So far this year, 13 cyclists have been killed on London's roads.
Darren Johnson, a Green Party London Assembly member and a member of the assembly Transport Committee, said the mayor needed to act.
"Unfortunately, while the mayor has been a keen advocate of cycling and a keen champion of cycling, he's failed to put the necessary infrastructure in place to make cycling as safe as possible in London," he told Reuters.
"I think the mayor has really got to use these tragic deaths as a wake-up call, and really get to grips with making our streets safer for cyclists."
Safety campaigners have criticised initiatives such as blue-painted cycle "superhighways" and separate traffic lights, for not providing adequate protection.
"It's absolutely right that we get the infrastructure in place, but sadly all too often it has just been about putting blue paint on the road, not actually preventing traffic using the cycle superhighways," Darren Johnson said.

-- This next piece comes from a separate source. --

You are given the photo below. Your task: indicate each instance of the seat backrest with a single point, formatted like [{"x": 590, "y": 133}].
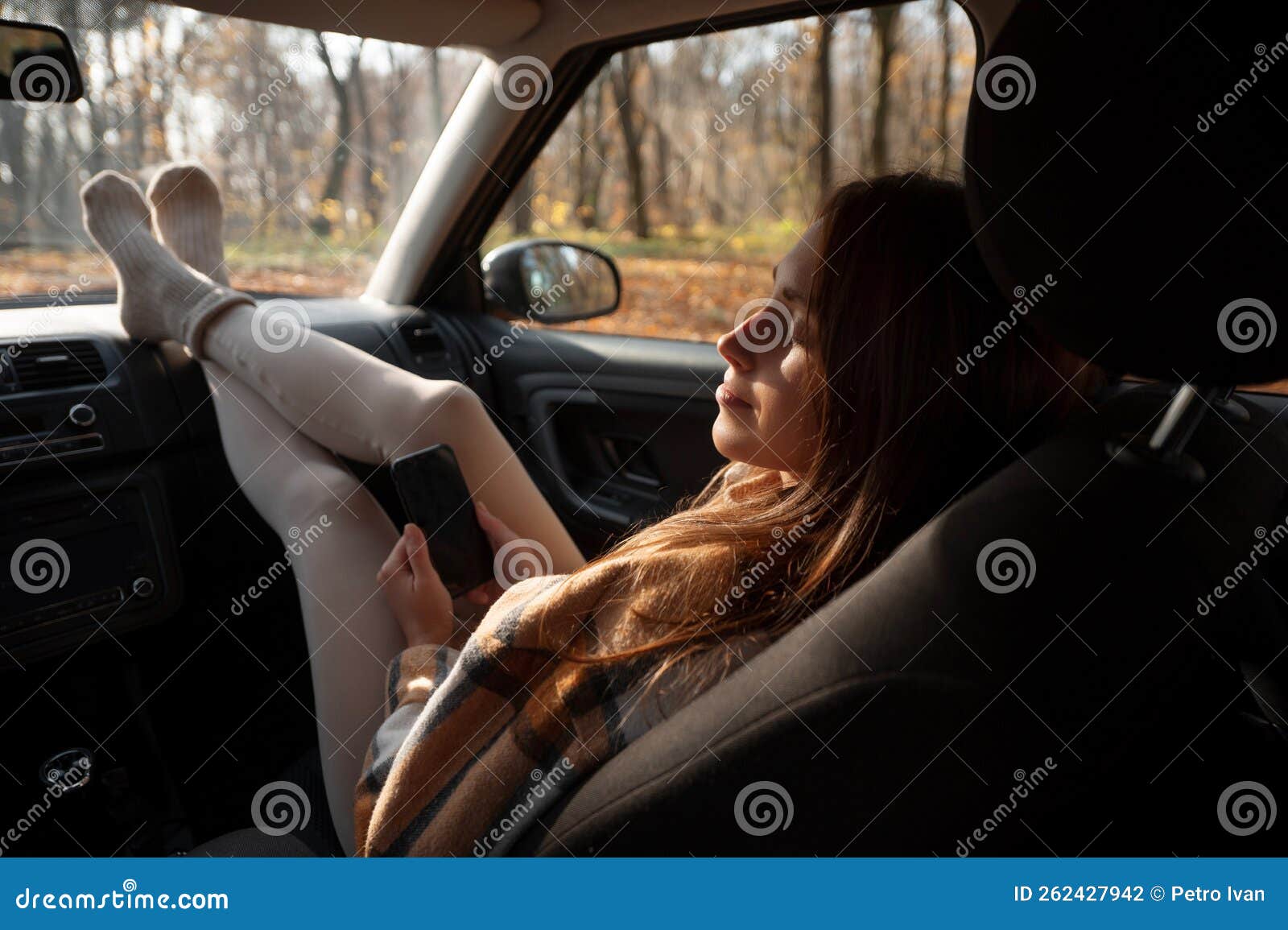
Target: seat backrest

Since 2000, the number of cyclists in London has risen by almost 200 percent, according data from Transport for London (TfL), the body responsible for most public transport in the capital.
The mayor is often photographed cycling around the city and introduced a bike hire system in 2010.
The first two London cycle superhighways were launched in July 2010, with 12 initially planned to be created by 2015.
Last month, a coroner ordered a safety review of the blue lane system after conducting inquests into the deaths of two cyclists killed while using it.
Mayor Johnson said one death was too many, but insisted cycling in London was actually getting safer, with the number of fatalities per million journeys falling.
"I just want to stress to all Londoners and people thinking of cycling in our city, we are putting hundreds of millions of pounds worth of investment into the road network. We are doing our level best to make it as safe as we possibly can," he told Sky television.